Lihatlah, tahun ini kita mengawali puasa Ramadhan tidak bersamaan. Ada yang tanggal 20 Juli. Ada lagi yang 21 Juli. Tahun
lalu, kita juga berlebaran secara berbeda. Sebagian pada Selasa 30
Agustus. Sebagian lagi pada Rabu 31 Agustus 2011. Heran, untuk sekadar bersatu mengawali dan mengakhiri puasa saja kok
sulit amat. Padahal dalil al-Quran dan Hadisnya sama. Yang dilihat juga
sama. Lalu mengapa hasilnya lebih sering berbeda? Amat memalukan. Orang
lain sudah lama menginjak-injak bulan. Umat Islam sekadar melihat bulan saja hampir selalu bertengkar.

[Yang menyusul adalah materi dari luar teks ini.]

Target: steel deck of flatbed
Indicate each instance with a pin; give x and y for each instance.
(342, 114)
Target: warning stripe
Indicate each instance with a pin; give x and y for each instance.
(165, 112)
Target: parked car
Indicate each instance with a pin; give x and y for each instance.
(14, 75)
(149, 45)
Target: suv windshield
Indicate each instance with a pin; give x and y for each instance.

Benar, dalil yang digunakan dalam menentukan awal dan akhir Ramadhan itu sama. Di antaranya hadis sahih yang berbunyi, “Berpuasalah
kalian karena melihat hilal dan berbukalah kalian karena melihat hilal.

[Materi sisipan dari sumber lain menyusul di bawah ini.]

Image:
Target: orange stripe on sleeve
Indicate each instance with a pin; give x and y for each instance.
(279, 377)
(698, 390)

Jika tertutup mendung maka genapkanlah bilangan Sya’ban menjadi tiga
puluh hari.” (HR al-Bukhari).
Benar juga bahwa yang dilihat, yaitu hilal (bulan baru), juga sama karena memang di dunia ini hanya ada satu bulan.
Rupanya, selain menggunakan dalil, dalam beragama kita juga acap menggunakan dalih. Harap tidak keliru antara dalil dan dalih.
Penulisan maupun pengucapannya memang amat mirip. Dari segi penulisan,
keduanya hanya dibedakan oleh huruf konsonan terakhirnya. Namun, dalam konteks agama, keduanya amat jauh berbeda. Menurut al-Jurjani dalam At-Ta’rifat, dalil adalah sesuatu yang dengan mengetahuinya akan menghasilkan pengetahuan tentang sesuatu yang lain (al-dalilu huwa alladzi yalzamu al-‘ilmu bihi al-‘ilmu bi syay’in akhar). Adapun dalil syariah, menurut Syaikh Taqiyuddin an-Nabhani dalam Syakhsiyyah Islamiyyah Jilid 3, adalah sesuatu yang dijadikan hujjah bahwa apa yang dibahas atas dasar sesuatu itu adalah hukum syariah (al-dalilu asy-syar’i huwa alladzi yuttakhadzu hujjat[an] ‘ala anna al-mabhutsa ‘anhu hukm[un] syar’iyy[un]).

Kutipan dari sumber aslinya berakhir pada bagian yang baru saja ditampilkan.